But note that Doyle’s story is not only an original piece of fiction—as we have just interpreted that expression—but also one in which we recognize that the seeker after revenge is thoroughly deserving of our sympathy, even though we do not entirely approve of his bringing about the death of even so unworthy a creature as we know his enemy to be. In Doyle’s story, as in Poe’s, the background is Italy, but Italy of the present day, so we feel that we understand the motives of the characters better because they are of our own time. There is a definite and grievous wrong committed against the young woman with whom the central character is in love, therefore the wrong is committed indirectly against the lover himself. We are made to realize the despicable nature, the utter heartlessness, of the young woman’s betrayer, and we actually hate him as soon as the facts are made clear to us. We realize how great has been the love for her cherished by the man who finally punishes the one who has wronged her, by causing him to be entombed alive in a Roman catacomb which he himself has but recently discovered.
In Poe’s story, Fortunato is chained to the wall of the vault, after which he is literally walled up and buried alive. In “The New Catacomb,” the redresser of the wrong takes the evil-doer down into the catacomb and leaves him while he finds his own way out by means of a trail of cord, knowing that the other, unable to follow him, is being left in what will be his tomb.
The dramatic intensity of Doyle’s story is just as great as in that written by Poe; the “hero” is as much deserving of our sympathy as the “villain” merits our condemnation; and the treatment of the theme, from first to last, makes Doyle’s an absolutely original story, although there is little doubt that it was suggested, or, at least influenced, either by the one written many years before by the American master of the short-story, or by Balzac’s remarkable tale referred to above.
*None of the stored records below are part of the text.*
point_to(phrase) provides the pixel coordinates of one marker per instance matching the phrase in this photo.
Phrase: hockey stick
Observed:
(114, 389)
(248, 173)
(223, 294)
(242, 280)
The discriminating photoplaywright will have no difficulty in making the application of this illustration of how an original story may grow out of an old theme. But be careful not to turn this liberty into an excuse for adhering closely to a borrowed theme.
2. Plagiarism
In justice to writers in general it is only fair to believe that most cases of plagiarism are quite unintentional. The fault usually is in the writer’s memory. Turn your eye inward, and form the habit of tracing the origin of your inspirations—sometimes it may chagrin you to find how near to unconscious imitation you have been. You may get the inspiration for a story and write it; it may be accepted and produced; then, after its release, some friend will casually remark that it reminds him of a Vitagraph picture that he saw a year or two ago. And only after he has called your attention to it do you realize that that Vitagraph story, seen and forgotten, was the source of your “inspiration”—and perhaps you have committed an unconscious theft.